Unlike the case before this Court, the Yong Soon Oh litigation was a class action matter. As such, in that case, Plaintiffs' counsel filed a motion to approve the proposed settlement class and for an award of attorneys' fees and reimbursement of expenses from the "settlement fund." In the current matter, however, counsel is moving for taxation of costs under Fed. R. Civ. P. 54 and 28 U.S.C. § 1920. While in Yong Soon Oh the costs for shipping trial exhibits were recoverable under the class action process and the settlement fund, here, there is no statutory authorization under § 1920 to allow such recovery. Thus, similar to the reasons given in denying reimbursement for electronic legal research, the Clerk finds that the shipping costs related to trial exhibits are not recoverable under § 1920. The Clerk makes no findings as to whether or not the shipping costs of trial exhibits requested by counsel in this matter are recoverable under other statutory provisions not before the Clerk.
f) Equipment Rental
Merck requests reimbursement for rental of photocopying and similar-type of equipment in the amount of $11,084.78. The Clerk finds this expense was not "necessarily" incurred "for use in the case" for purposes of § 1920. Although the expense of photocopying documents or materials is generally recoverable under § 1920(4), the expense of renting of the equipment to make the photocopies is generally not recoverable.
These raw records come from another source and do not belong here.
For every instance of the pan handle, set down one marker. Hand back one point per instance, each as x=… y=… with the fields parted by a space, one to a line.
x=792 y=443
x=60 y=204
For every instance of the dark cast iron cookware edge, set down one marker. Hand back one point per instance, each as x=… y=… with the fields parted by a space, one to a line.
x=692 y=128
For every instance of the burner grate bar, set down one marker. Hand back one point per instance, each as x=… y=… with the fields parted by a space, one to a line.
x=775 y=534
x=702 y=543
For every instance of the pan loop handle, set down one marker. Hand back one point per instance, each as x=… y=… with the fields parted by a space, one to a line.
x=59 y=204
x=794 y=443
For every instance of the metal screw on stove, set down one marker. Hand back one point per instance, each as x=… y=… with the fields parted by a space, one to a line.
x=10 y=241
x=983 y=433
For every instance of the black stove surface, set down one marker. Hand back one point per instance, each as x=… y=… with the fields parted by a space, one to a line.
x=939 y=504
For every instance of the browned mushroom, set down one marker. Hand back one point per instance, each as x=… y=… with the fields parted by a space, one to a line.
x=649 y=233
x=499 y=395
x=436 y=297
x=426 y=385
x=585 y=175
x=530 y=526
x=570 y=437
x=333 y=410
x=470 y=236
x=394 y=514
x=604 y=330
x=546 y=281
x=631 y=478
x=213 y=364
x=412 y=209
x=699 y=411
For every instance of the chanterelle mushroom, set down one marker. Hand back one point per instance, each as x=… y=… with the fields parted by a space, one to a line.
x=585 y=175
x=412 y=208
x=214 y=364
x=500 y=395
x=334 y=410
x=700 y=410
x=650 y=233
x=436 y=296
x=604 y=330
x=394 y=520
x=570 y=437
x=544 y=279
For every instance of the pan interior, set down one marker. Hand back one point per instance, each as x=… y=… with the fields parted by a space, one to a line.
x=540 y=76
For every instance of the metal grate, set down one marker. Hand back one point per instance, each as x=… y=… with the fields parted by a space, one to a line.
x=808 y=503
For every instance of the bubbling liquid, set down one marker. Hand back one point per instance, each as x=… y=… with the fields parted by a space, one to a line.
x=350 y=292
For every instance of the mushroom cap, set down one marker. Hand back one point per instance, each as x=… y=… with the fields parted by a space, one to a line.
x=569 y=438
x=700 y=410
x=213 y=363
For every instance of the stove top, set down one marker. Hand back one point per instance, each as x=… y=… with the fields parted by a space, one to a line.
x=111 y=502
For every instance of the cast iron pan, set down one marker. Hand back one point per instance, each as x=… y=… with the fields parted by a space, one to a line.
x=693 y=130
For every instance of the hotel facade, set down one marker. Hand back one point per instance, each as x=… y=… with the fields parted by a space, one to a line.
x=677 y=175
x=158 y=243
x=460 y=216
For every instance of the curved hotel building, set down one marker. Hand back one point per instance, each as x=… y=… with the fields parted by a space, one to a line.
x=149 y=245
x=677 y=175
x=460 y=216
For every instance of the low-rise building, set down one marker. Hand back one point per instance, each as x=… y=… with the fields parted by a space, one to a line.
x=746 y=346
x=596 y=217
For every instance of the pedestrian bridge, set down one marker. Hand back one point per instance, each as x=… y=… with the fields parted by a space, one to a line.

The Clerk denies the expense in the rental of photocopying equipment as a taxable cost.
VI. The Following Expenses Allowable as Taxable Costs
1. Fees of the Clerk$700.00
2. Fees for Service of Process$200.00
3. Fees for Trial Transcripts$1,907.73
4. Fees for Depositions$46,883.37
5. Witness(s) Fees$13,285.06
6. Exemplification and Copies$89,026.49
7. Other Taxable Costs$4,306.91
8. Costs that were Denied:$(53,198.56)
a) Costs that were Danied: 1) Computerized Legal Research; b) Shipping Trial Exhs. c) Rental of Photocopying Equipment.$(53,198.56)
For the reasons set forth above, motion of Plaintiff MERCK SHARP & DOHME PHARMACEUTICALS, SRL to tax costs against Defendants TEVA PHARMACEUTICALS USA, INC., and TEVA PHARMACEUTICAL INDUSTRIES, LTD. is hereby Granted in Part and Denied in Part. An appropriate Order follows.